Monday, October 22, 2007

Open Source Phenomenon

The Open Source Phenomenon has changed drastically the skills set requirement for our software development professionals today.

Traditionally, software development involves not just writing the business logic of your application, but also a lot of plumbing logic (such as data persistence, fault resilience). These plumbing logic are typically independent of your business logic, and also quite complicated (although they are well-studied engineering problem). In most projects, large portion of the engineer effort had gone to re-inventing solution for these recurring plumbing problem.

The situation is quite different today in our software development world. Thanks to the Open Source Phenomenon, most of the plumbing logic are available in some forms of software libraries or frameworks with source code available. There are different kinds of open source licensing model with difference degrees of usage or modification restrictions. Nevertheless, the software development game plan was changed drastically since then.
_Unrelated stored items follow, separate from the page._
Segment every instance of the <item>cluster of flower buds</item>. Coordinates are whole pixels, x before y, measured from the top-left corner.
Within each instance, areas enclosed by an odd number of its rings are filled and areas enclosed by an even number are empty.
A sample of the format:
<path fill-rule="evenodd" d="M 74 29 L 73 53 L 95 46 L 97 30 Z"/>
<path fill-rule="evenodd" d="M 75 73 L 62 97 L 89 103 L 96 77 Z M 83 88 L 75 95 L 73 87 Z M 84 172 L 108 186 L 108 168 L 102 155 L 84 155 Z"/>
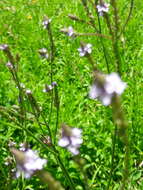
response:
<path fill-rule="evenodd" d="M 2 51 L 7 50 L 8 48 L 9 48 L 9 47 L 8 47 L 7 44 L 1 44 L 1 45 L 0 45 L 0 50 L 2 50 Z"/>
<path fill-rule="evenodd" d="M 42 49 L 39 49 L 39 54 L 42 58 L 45 58 L 45 59 L 48 59 L 49 58 L 49 54 L 48 54 L 48 51 L 46 48 L 42 48 Z"/>
<path fill-rule="evenodd" d="M 107 13 L 109 11 L 109 4 L 101 3 L 101 4 L 97 5 L 96 8 L 97 8 L 99 15 L 103 16 L 104 13 Z"/>
<path fill-rule="evenodd" d="M 57 86 L 56 82 L 52 82 L 52 84 L 50 85 L 45 84 L 45 88 L 43 89 L 43 92 L 50 92 L 51 90 L 53 90 L 55 86 Z"/>
<path fill-rule="evenodd" d="M 37 152 L 31 149 L 19 151 L 12 148 L 11 152 L 17 162 L 16 177 L 23 173 L 25 178 L 30 178 L 36 171 L 42 170 L 47 163 L 47 160 L 39 158 Z"/>
<path fill-rule="evenodd" d="M 51 21 L 52 21 L 51 19 L 45 17 L 44 20 L 43 20 L 43 22 L 42 22 L 43 28 L 47 29 L 48 26 L 49 26 L 49 24 L 51 23 Z"/>
<path fill-rule="evenodd" d="M 126 88 L 126 83 L 122 82 L 117 73 L 103 75 L 96 73 L 96 79 L 90 88 L 91 99 L 99 99 L 103 105 L 111 104 L 113 96 L 121 95 Z"/>
<path fill-rule="evenodd" d="M 14 142 L 14 141 L 11 141 L 11 140 L 10 140 L 10 141 L 8 142 L 8 147 L 9 147 L 9 148 L 15 147 L 15 145 L 16 145 L 16 142 Z"/>
<path fill-rule="evenodd" d="M 58 144 L 67 148 L 73 155 L 79 154 L 79 147 L 83 140 L 81 138 L 82 130 L 78 128 L 70 128 L 67 125 L 62 126 L 62 137 Z"/>
<path fill-rule="evenodd" d="M 86 56 L 92 52 L 92 45 L 91 44 L 82 45 L 80 48 L 78 48 L 78 52 L 81 57 Z"/>
<path fill-rule="evenodd" d="M 67 34 L 69 37 L 75 37 L 76 32 L 74 31 L 72 26 L 69 26 L 68 28 L 61 29 L 61 32 Z"/>

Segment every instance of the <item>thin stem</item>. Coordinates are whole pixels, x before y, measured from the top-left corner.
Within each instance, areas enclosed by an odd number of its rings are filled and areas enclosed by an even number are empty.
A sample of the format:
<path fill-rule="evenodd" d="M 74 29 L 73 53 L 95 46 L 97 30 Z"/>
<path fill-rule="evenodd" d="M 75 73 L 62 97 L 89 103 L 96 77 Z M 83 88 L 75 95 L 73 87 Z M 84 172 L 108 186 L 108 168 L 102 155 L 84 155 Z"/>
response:
<path fill-rule="evenodd" d="M 35 98 L 31 94 L 28 94 L 28 100 L 29 100 L 29 103 L 30 103 L 31 108 L 33 110 L 33 115 L 35 116 L 35 119 L 36 119 L 36 121 L 37 121 L 43 135 L 44 135 L 45 133 L 44 133 L 43 127 L 42 127 L 41 123 L 39 122 L 39 115 L 37 115 L 37 113 L 35 111 L 35 104 L 36 104 L 36 108 L 38 108 L 37 102 L 36 102 Z M 34 103 L 33 103 L 33 101 L 34 101 Z M 40 111 L 39 111 L 38 114 L 40 114 Z"/>
<path fill-rule="evenodd" d="M 118 41 L 120 22 L 119 22 L 118 9 L 117 9 L 117 0 L 111 0 L 111 4 L 113 6 L 113 11 L 114 11 L 114 25 L 115 25 L 114 35 L 113 35 L 113 51 L 117 64 L 117 72 L 121 75 L 121 59 L 120 59 L 119 41 Z"/>
<path fill-rule="evenodd" d="M 74 158 L 74 161 L 77 163 L 77 165 L 79 166 L 80 172 L 83 174 L 83 184 L 84 184 L 84 189 L 85 190 L 90 190 L 89 184 L 88 184 L 88 177 L 87 177 L 87 173 L 86 170 L 84 168 L 84 160 L 82 158 L 80 158 L 79 156 L 76 156 Z"/>
<path fill-rule="evenodd" d="M 65 174 L 65 176 L 66 176 L 66 178 L 67 178 L 67 180 L 69 182 L 70 189 L 75 190 L 74 183 L 73 183 L 71 177 L 69 176 L 67 170 L 65 169 L 65 166 L 63 165 L 63 162 L 62 162 L 62 160 L 60 158 L 60 155 L 56 155 L 55 157 L 56 157 L 57 161 L 59 162 L 59 165 L 60 165 L 62 171 L 64 172 L 64 174 Z"/>
<path fill-rule="evenodd" d="M 56 127 L 55 127 L 55 134 L 54 134 L 54 144 L 56 143 L 56 135 L 57 135 L 57 130 L 58 130 L 58 124 L 59 124 L 59 110 L 60 110 L 60 100 L 59 100 L 59 93 L 58 93 L 58 88 L 55 86 L 55 105 L 57 108 L 56 112 Z"/>
<path fill-rule="evenodd" d="M 115 57 L 115 67 L 116 67 L 117 72 L 121 75 L 121 59 L 120 59 L 120 53 L 119 53 L 119 47 L 118 47 L 118 37 L 117 37 L 117 32 L 116 32 L 118 26 L 116 27 L 115 32 L 113 32 L 109 16 L 105 14 L 104 17 L 106 19 L 109 33 L 112 36 L 112 48 L 113 48 L 113 53 Z"/>
<path fill-rule="evenodd" d="M 102 33 L 102 29 L 101 29 L 101 24 L 100 24 L 100 18 L 99 18 L 99 14 L 97 13 L 97 17 L 98 17 L 98 26 L 99 26 L 99 32 Z M 106 67 L 107 67 L 107 71 L 108 73 L 110 73 L 110 68 L 109 68 L 109 63 L 108 63 L 108 59 L 107 59 L 107 51 L 106 51 L 106 48 L 104 46 L 104 42 L 102 40 L 102 38 L 100 38 L 100 42 L 101 42 L 101 45 L 102 45 L 102 48 L 103 48 L 103 54 L 104 54 L 104 58 L 105 58 L 105 61 L 106 61 Z"/>
<path fill-rule="evenodd" d="M 52 154 L 54 154 L 54 155 L 57 155 L 57 152 L 54 152 L 53 150 L 51 150 L 48 146 L 46 146 L 40 139 L 38 139 L 29 129 L 27 129 L 27 128 L 25 128 L 25 127 L 23 127 L 21 124 L 19 124 L 18 122 L 16 122 L 16 121 L 14 121 L 15 122 L 15 124 L 17 125 L 17 126 L 13 126 L 11 123 L 7 123 L 7 122 L 4 122 L 4 121 L 2 121 L 2 123 L 4 124 L 4 125 L 7 125 L 7 126 L 11 126 L 12 128 L 13 127 L 17 127 L 17 128 L 19 128 L 19 129 L 22 129 L 22 130 L 24 130 L 24 131 L 26 131 L 26 133 L 28 133 L 33 139 L 35 139 L 39 144 L 41 144 L 44 148 L 46 148 L 46 149 L 48 149 L 48 151 L 49 152 L 51 152 Z"/>
<path fill-rule="evenodd" d="M 129 179 L 129 165 L 130 165 L 130 150 L 129 150 L 129 137 L 128 137 L 128 124 L 124 118 L 124 112 L 121 107 L 120 98 L 117 95 L 114 95 L 112 101 L 113 117 L 114 122 L 118 127 L 118 134 L 121 137 L 124 147 L 125 147 L 125 157 L 124 157 L 124 170 L 122 185 L 120 190 L 124 190 L 128 184 Z"/>
<path fill-rule="evenodd" d="M 111 170 L 110 170 L 110 177 L 107 185 L 107 190 L 110 187 L 111 179 L 113 177 L 113 171 L 114 171 L 114 160 L 115 160 L 115 148 L 116 148 L 116 139 L 117 139 L 117 125 L 115 125 L 114 129 L 114 136 L 112 138 L 112 160 L 111 160 Z"/>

Instead of building all plumbing from scratch, we can just leverage what is out there as Open source libraries/frameworks. Open source phenomenon bring huge savings in the project cost and also reduce time to market.

However, surviving in the Open Source world requires a different set of software engineering skill sets that is not taught in our college. Most techniques we learn from colleges assumes a green-field development environment and we learn how to design a good system from scratch rather than how to understand or adapt existing code. We learn how to "write code" but not "read code".

Skills to survive in the Open Source world are quite different. Such as ...

"Knowing how to find" is more important than "knowing how to build"

"Google", "Wikipedia" are your friend. Of course, "Apache", "SourceForge" is good place to check. Sometimes I find it is not easy for a hard-core software engineer to look for other people's code to use. Especially before she has certain familiarity of the code base. The mindset need to be changed now. The confidence should be based on its popularity and in some case, you just use it and see how it goes.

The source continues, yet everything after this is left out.